HOOKIPA’s HB-500 program, also partnered with Gilead, is progressing towards an anticipated IND filing in the fourth quarter of 2023 and is expected to commence a Phase 1 clinical trial in 2024. HB-500 is a novel arenaviral vaccine that will be assessed as part of a potential functional curative regimen for HIV.
Anticipated Milestones

Phase 2 HB-200 in HPV16+ head and neck cancers
1st-line follow-up data in combination with pembrolizumab: H1 2024
Start of 1st-line randomized study in combination with pembrolizumab:
mid-2024 (Fast Track designation)
Phase 1 HB-300 in prostate cancer
Preliminary safety and immunogenicity data: H1 2024
HB-700 in KRAS-mutated cancers: IND filing H1 2024
HB-400 in hepatitis B: to be determined by Gilead
HB-500 in HIV: IND filing Q4 2023
Third Quarter 2023 Financial Results
Cash Position: HOOKIPA’s cash, cash equivalents and restricted cash as of September 30, 2023 was $108.1 million compared to $113.4 million as of December 31, 2022. The decrease was primarily attributable to cash used in operating activities, partly offset by funds resulting from the follow-on financing in June 2023.

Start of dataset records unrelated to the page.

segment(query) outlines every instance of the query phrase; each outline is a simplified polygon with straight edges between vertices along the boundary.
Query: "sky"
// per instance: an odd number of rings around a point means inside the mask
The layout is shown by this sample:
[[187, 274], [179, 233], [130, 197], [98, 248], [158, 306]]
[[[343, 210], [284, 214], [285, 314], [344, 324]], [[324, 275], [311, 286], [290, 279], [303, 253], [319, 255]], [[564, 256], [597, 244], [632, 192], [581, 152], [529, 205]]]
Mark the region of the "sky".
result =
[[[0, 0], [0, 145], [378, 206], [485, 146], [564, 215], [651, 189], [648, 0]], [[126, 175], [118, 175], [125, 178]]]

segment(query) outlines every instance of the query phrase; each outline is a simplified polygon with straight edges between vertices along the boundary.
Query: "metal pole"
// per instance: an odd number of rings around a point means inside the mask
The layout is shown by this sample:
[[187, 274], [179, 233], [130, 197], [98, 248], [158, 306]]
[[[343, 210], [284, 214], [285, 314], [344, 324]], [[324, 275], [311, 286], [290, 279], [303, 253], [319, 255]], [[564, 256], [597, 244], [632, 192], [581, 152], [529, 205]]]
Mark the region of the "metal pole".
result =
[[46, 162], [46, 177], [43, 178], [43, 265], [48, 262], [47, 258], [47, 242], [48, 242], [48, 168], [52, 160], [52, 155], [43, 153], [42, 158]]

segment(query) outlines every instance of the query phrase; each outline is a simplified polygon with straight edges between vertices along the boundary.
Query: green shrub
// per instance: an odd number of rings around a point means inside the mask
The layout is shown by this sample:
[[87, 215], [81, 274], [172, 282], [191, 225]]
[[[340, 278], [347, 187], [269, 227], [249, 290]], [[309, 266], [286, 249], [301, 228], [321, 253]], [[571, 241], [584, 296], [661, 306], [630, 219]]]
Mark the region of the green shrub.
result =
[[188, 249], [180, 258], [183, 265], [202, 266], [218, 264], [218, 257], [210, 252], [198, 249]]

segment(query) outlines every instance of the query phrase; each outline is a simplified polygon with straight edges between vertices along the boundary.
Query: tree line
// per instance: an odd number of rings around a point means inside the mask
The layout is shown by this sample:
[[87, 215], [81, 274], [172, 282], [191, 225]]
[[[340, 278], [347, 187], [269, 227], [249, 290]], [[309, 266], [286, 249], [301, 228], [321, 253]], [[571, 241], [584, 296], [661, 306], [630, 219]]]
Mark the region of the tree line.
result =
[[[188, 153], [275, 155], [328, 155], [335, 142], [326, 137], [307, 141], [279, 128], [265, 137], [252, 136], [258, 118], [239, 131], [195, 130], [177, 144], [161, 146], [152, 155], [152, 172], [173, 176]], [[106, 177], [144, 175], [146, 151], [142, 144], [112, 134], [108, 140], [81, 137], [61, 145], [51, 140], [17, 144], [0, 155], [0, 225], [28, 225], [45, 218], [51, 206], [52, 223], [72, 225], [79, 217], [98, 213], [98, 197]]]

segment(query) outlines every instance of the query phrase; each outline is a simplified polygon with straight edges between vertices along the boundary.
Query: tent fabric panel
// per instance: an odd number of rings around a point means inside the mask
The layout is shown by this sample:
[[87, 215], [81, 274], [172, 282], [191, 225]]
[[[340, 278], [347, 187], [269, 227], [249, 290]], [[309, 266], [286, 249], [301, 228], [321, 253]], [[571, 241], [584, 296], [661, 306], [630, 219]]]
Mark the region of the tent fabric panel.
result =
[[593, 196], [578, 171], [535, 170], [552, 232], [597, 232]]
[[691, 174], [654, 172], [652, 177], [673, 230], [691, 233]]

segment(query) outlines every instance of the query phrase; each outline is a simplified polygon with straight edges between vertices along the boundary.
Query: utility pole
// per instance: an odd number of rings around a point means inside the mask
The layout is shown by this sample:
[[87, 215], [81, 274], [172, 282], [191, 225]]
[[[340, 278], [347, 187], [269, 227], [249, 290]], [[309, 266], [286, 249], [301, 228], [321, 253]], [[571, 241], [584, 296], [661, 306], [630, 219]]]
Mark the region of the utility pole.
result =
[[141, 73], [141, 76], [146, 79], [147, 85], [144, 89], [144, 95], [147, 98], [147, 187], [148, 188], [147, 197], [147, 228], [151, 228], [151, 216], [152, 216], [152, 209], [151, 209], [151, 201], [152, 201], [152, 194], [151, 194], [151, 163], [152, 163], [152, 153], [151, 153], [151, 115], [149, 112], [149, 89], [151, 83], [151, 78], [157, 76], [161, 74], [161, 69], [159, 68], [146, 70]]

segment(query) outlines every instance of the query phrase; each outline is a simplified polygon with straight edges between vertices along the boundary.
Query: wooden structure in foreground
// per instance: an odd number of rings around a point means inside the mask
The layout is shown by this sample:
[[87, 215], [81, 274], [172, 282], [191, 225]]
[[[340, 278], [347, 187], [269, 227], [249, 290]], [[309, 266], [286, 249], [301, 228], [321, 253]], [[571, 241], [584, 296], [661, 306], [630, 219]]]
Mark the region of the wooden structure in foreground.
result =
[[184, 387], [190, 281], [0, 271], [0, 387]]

Revenue: Revenue was $6.9 million for the three months ended September 30, 2023 and $2.2 million for the three months ended September 30, 2022. This increase was primarily due to higher partial recognition of the upfront and milestone payments under the Gilead and Roche collaborations, cost reimbursements for activities related to the preparation of a first human trial under the Roche collaboration, partially offset by lower cost reimbursements received under the Restated Gilead Collaboration Agreement.

Research and Development Expenses: HOOKIPA’s research and development expenses were $24.6 million for the three months ended September 30, 2023, compared to $18.3 million for the three months ended September 30, 2022. The primary drivers of the increase in research and development expenses by $6.3 million were higher clinical study expenses for our HB-200 program and increased spending for our Roche partnered program.

General and Administrative Expenses: General and administrative expenses amounted to $4.9 million for the three months ended September 30, 2023 and the three months ended September 30, 2022, respectively. General and administrative expenses remained constant.

Net Loss: HOOKIPA’s net loss was $19.1 million for the three months ended September 30, 2023, compared to a net loss of $18.3 million for the three months ended September 30, 2022. This increase was primarily due to an increase in research and development expenses.